It’s all this manoeuvring and second guessing. Almost as though we have doors in front of us all the time in the modern life as women and each day you have door one, two and three and you have to choose which one you go through and there is that terrible heart-sickening fear that by going through door number 2 you are murdering some essential part of yourself that could only be actualised by going through doors one or three.
I can still remember the feeling — the anxious but excited butterflies that fluttered inside my body as my husband and I began to seriously consider moving our family overseas. Is this crazy? Can we do it? Where will we end up? The possibilities seemed endless, the whole world opened up in our imaginations as we wondered, “Where do we want to live?”.
Since that first exciting experience 10 years ago we have moved twice more, each time to a new country and culture. In the beginning of the process, I usually feel the exhilarating rush of “where do we want to go?” but soon the nervous excitement changes to a feeling of overwhelmed immobility. I admit that during the interview processes before our most recent move, I unhelpfully commented: “Just wake me up when it’s time to go and let me know what continent we will be living on”. The magic of having all of those choices no longer felt like a gift but more like a burden.
I think this is why I was so interested to listen to the audiobook The Paradox of Choice: Why More is Less by Barry Schwartz. In this book, Schwartz examines the incredible increase in the number of choices we must make every day — from what type of toothpaste to buy to where to invest our money. While he acknowledges that having some measure of choice and control over our lives is vital to health and wellbeing, he asserts that having too much choice can actually be detrimental to freedom and happiness.

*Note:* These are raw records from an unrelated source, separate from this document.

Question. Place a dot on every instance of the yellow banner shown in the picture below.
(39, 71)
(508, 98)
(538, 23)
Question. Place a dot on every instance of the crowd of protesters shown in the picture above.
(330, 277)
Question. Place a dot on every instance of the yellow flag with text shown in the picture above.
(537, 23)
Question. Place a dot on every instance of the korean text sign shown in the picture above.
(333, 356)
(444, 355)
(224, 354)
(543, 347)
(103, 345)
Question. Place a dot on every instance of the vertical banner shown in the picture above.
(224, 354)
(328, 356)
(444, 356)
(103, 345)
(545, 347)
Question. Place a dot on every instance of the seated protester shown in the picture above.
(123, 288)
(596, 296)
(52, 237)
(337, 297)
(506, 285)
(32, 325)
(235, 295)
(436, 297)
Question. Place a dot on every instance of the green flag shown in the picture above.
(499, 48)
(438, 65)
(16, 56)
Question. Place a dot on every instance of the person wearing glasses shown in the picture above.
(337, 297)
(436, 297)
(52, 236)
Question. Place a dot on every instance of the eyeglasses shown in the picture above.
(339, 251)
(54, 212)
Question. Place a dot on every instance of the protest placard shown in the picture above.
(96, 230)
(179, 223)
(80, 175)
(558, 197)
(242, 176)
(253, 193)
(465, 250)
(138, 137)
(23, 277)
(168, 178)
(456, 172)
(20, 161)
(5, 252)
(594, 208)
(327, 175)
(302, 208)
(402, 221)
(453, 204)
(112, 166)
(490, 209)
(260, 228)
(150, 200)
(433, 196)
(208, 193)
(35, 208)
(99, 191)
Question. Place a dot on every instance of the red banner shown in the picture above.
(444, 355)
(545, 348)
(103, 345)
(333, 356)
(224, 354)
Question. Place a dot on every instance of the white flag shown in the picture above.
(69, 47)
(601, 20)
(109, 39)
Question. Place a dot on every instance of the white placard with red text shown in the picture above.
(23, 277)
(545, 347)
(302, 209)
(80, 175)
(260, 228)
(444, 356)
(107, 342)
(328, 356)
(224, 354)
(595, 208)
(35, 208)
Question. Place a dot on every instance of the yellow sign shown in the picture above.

Think of the choices we make as expats. Do we want to take this posting? Do we sell the house? What do we do with the car? Do we try to learn the local language? Local schools for the kids or international schools? How long should we stay? Should we move back or continue to live overseas? And we must still manage to decide what kind of toothpaste to buy.
This issue again hit home as my oldest child was applying to college. The choice was no longer in-state or out-of-state but where (literally) in the world he wanted to study. He applied to the US, Canada and England but also considered the Netherlands, Australia and, at one point, Japan. He applied to a huge number of schools and, after a painstaking process, made a decision that seemed to make him relatively happy. Will he get a good education? Yes. Was the vast array of choices a good thing? I’m not so sure. At the time it felt agonizing and overwhelming.
Despite sometimes feeling overwhelmed with decisions, I’m not ready to give up the choices that my international life gives me. How can we keep from feeling paralysed with indecision and regret amidst all of the choice we have? Here are a few suggestions:
According to Schwartz, if you increase choice in one area, try to decrease it in other areas. It’s okay, even advisable, to limit options for decisions that are not as important to you (like what type of toothpaste to buy). He encourages us to “learn to love constraints” on choice and to make some decisions automatic. This helps us focus time and energy on the choices that matter.
Take time to prioritize what is important to you and why when contemplating the bigger decisions in life. It is tempting to do something because it’s what we are “supposed” to do or because it’s what we wanted at some point in our lives. I strongly encourage people thinking about living overseas to define specifically why they want to make this choice. Identifying your reasons and goals helps narrow the possibilities. If your top priority is interacting with the local culture, perhaps living in a country with many gated expat communities is not the right choice for you. If you want to travel frequently, choosing a job that gives you time off and the salary to travel will be important.
Elizabeth Gilbert in her speech at the ICAN 2011 Women’s Leadership Conference (watch here) encourages us to be gentle with ourselves and to try to be true to our own path. Women in particular don’t have generations of role models to help us navigate the “huge maze of choice” we now have. She says she wakes up each day and tries to, “… do my best with that day. I do my best with what I have there.”
I try to remember that there are no bad decisions. Every choice has something to teach us and the process is often as important as the outcome. While these statements may seem trite, it is so easy to succumb to the fear of what will happen if we make the “wrong” choice. Most of us can point to a “bad” decision that led us to something wonderful later.
Despite the fact that we often feel we have limitless choices, we don’t always get to choose where we live or even what happens in life. Life sends us curve balls and sometimes choices are made for us. By trying to embrace this, by understanding that endless choice is not always a good thing, we can free ourselves to make the choices that really matter to us.
So the next time one of those big decisions comes your way, press pause for a moment or two to keep the nervous butterflies from becoming an angry swarm of bees. Reconnect with your values and reasons for living an international life. Limit decision making in other areas when you can and remember that every path has a lesson to teach if we know how to listen.